Nuclear and military experts have said due to the current system, it will be difficult to stop U.S. President Donald Trump from launching a nuclear attack. Here, President Donald Trump speaks during a Cabinet Meeting in the Cabinet Room of the White House in Washington, DC, Nov. 20, 2017. Saul Loeb/AFP/Getty Images

Regardless of the fact that there are certain rules and protocols to prevent a President from launching an illegal nuclear strike; a nuclear expert and a military officer believes that it will be difficult to stop U.S. President Donald Trump from carrying out such an attack.

According to a report by the Washington Free Beacon, Senator Chris Murphy, in a Senate Foreign Relations Committee meeting on Tuesday said, "We are concerned that the president of the United States is so unstable, is so volatile, has a decision-making process that is so quixotic, that he might order a nuclear weapons strike that is wildly out of step with U.S. national security interests."

He then added, "So let's just recognize the exceptional nature of this moment and the discussion that we're having today."

Research scholar at Princeton University on Science and Global Security and former nuclear missile launch officer, Bruce Blair, on Sunday said, "If President Trump were to decide that it's time to put Kim Jong Un in his place once and for all, he would choose a plan that already exists. And it would be almost impossible in my view to override a decision to implement that option," USA Today reported.

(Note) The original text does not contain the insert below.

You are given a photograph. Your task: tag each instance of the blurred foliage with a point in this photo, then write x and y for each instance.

In the same report, Blair said, "no one ever thought that a commander of Strategic Command would ever be thinking of defying a president. The whole system was set up to be extremely streamlined. When I was a nuclear launch officer I practiced fighting nuclear wars probably 100 times in a simulator and exercises in the field scores of times, and the launch order always came directly from the Pentagon."

This statement sounds a bit surprising when seen in context of the statement made by U.S. Nuclear Commander, Air Force General John E. Hyten to the Halifax International Security Forum on Saturday.

According to a Canadian Press report, Hyten said that he would refuse to execute an order for nuclear attack from Trump if he deemed that order to be "illegal" in nature.

"I provide advice to the president, he’ll tell me what to do, and if it’s illegal, guess what is going to happen?" said Hyten. He then continued, "I’m going to say, 'Mr. President, that's illegal.'"

He then said that the President would ask him for a "legal" method and then he and the President will work around another approach.

Blair has said the president, especially Trump, has too much power over U.S. nuclear weapons. In a Washington Post article published on Aug. 18, Blair stated that the first-strike policy of the U.S. when it comes to North Korea can violate international humanitarian laws.

In the same article he denounced Trump for issuing open threats and also expressed fear over the fact that the President can order a preventive nuclear strike against any country by only saying a word in the Pentagon war room. He also said that under the current scheme of things, the president can consult all or none of the officials and no one can legally counter his order.

In line with the same argument, senior policy advisor in the Pentagon during the Obama administration, Brian McKeon said in a report by the Associated Press that in the case of the situation where a commander refuses to comply with the President’s order of launching a nuclear strike, the President will tell the Defense Secretary to order the commander to execute the order.

He then continued saying, "and then, if the commander still resisted, you either get a new secretary of defense or a new commander."

In a Fox News interview in 2008, the Vice President of the U.S. Dick Cheney said, a president "could launch a kind of devastating attack the world’s never seen. He doesn't have to check with anybody. He doesn't have to call the Congress. He doesn't have to check with courts. He has that authority because of the nature of the world we live in."